MEVLİT YEMEĞİ 4

Kemal, Nebi’nin söylediği sözlere içerledi. Kendi kendine “O kadar masraf ettim, hala ne diye pinti görünüyorum?” diye söylendi. On ya da on beş dakika içinde Kemal’in yeğeni Süleyman ve arkadaşları yemekleri dağıtmışlar, sıra Kemal’in oturduğu tarafa gelince bu sıradan ilk yemeği Necip’e uzatmışlardı. Necip bir yemeğe bir Kemal’e baktıktan sonra Kemal’e hafifçe sokularak:

-Kardeşim, pilavın üstüne mercimek mi dökülmüş?

-Ne mercimeği Necip, kör tarafına mı denk geldi? Kavurma o kavurma!

-Etin kıymasını, kemiklisini, kuşbaşını çok gördüm. Çok yerde severek doya doya yedim de çekirge başına yeni denk geldim. 

Dışarıdan bakan bir göz şu ana kadar Kemal’i haklı saysa da, şu andan sonra hem yeğeninin hem de aşçının parayı istemelerine hak verirdi. Hani durumu olmasa da almasa, kimse ses etmezdi ama Kemal’in babasından kalan servet bin gün üst üste, üstelik her gün bir tosun kesilmek şartıyla mevlit yapılsa yine de bitmezdi. Ama Kemal’in huyu böyleydi.

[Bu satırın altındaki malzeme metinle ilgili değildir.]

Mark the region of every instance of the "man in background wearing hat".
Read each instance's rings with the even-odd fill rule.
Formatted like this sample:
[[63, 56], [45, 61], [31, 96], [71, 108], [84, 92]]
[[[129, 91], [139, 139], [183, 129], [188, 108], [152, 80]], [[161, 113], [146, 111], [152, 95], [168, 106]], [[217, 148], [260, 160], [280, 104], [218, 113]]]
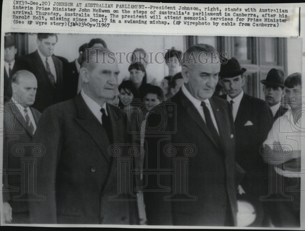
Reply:
[[258, 202], [259, 197], [265, 195], [268, 176], [259, 148], [273, 121], [265, 101], [244, 92], [242, 87], [245, 80], [242, 74], [246, 70], [241, 68], [234, 57], [221, 64], [219, 76], [227, 94], [220, 97], [229, 102], [232, 109], [236, 160], [246, 171], [240, 185], [246, 194]]
[[4, 37], [4, 80], [3, 96], [8, 98], [12, 97], [12, 77], [19, 69], [19, 64], [15, 60], [15, 55], [17, 49], [15, 46], [14, 38], [13, 35]]
[[274, 121], [285, 113], [284, 110], [280, 109], [280, 104], [285, 94], [284, 76], [282, 70], [272, 68], [268, 73], [266, 79], [260, 81], [264, 84], [265, 99], [271, 109]]
[[38, 87], [33, 106], [40, 112], [63, 100], [63, 63], [52, 55], [57, 40], [56, 34], [38, 33], [37, 49], [22, 58], [23, 69], [37, 78]]
[[74, 98], [81, 91], [81, 78], [79, 74], [81, 64], [81, 56], [85, 49], [88, 48], [88, 43], [81, 45], [78, 48], [78, 57], [64, 66], [63, 81], [64, 89], [64, 100]]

Babasının mevlidine Necip ile Nebi’yi babasını övmek için tutmuş, onlara da 25’er lira vermişti. 

Herkes yemek yerken imamın radyo frekansıyla çalışan hoparlörü cızırdamaya başladı. Birkaç belirsiz sesten sonra gelen sesler olabildiğince netliğiyle şimdi yemek yenilen bahçenin ortasındaydı. Aksilik bu ya, imamın radyo frekansıyla çalışan hoparlörünün frekansıyla, yan inşaattaki çalışan ustaların telsiz frekansları karışmıştı. Belli belirsiz birkaç sesten sonra ilk duyulan sesin sahibi mevlitte karnını doyurup inşaata çıkan ustaydı:

-Ben yukarı çıkmadan ekmek arası alıp geleceğim. Size de yaptırayım mı?

Yukarıdaki usta bu kez mandala bastı:

-Mevlitte niye doyurmadın karnını da ekmek arası almaya gidiyorsun?

-İnin aşağıya da siz doyun bakalım doyabiliyorsanız o yemekle!

-Neyi var ki yemeğin, lezzetli mi değil?

-Lezzetine bir şey dediğim yok. Usta kısıtlı imkânlarla elinden gelenin fazlasını yapmış da bizim Kemal abi milleti mevlit yemeği veriyorum diye toplayacağına kuşlara ekmek doğrasa daha makbule geçermiş. Çorbaya üç, pilava iki kaşık salladım yemek bitti. Allah yalanı sevmez, kalan pirinç tanelerini toplamak için kaşığın ucunu sürdüm. Bir de onu da sayarsanız üç kaşık yani.

-Ulan, yine mi paraya kıyamamış o cimri! Tamam, pintisin de babanın mevlidinde bari yapma ahmak adam! Arkandan dünya laf edecekler farkında değilsin, sersem herif!

Kemal daha fazla hakarete dayanamayınca kapatmak için hoparlöre uzandı. İmam, tazı çevikliğiyle Kemal’in kolunu yakalayıp hoparlörü kapatmadan diğer tarafa aldı. Konuşma kalan yerinden devam ederken Kemal olduğu yerde kala kaldı.

-Bir de mevlit diye toplamış insanları… En azından ekmek bari ver, ekmeği katık etsin insanlar. Neymiş, beyaz ekmek vücuda zararlı diye kurutulmuş ekmek veriyormuş. Ulan, kurutulmuş ekmeği ekmekçi Nadir’den “tavuklara veriyorum” diyerek alıp kurutup millete verdiğini bilmeyen mi var? Âlemin uyanığı sensin ya! Neyse, ben gelene kadar çocuklar dördüncü kata ytong tuğla çıkarsın. Yavaştan dördüncü katın salon duvarını öreyim.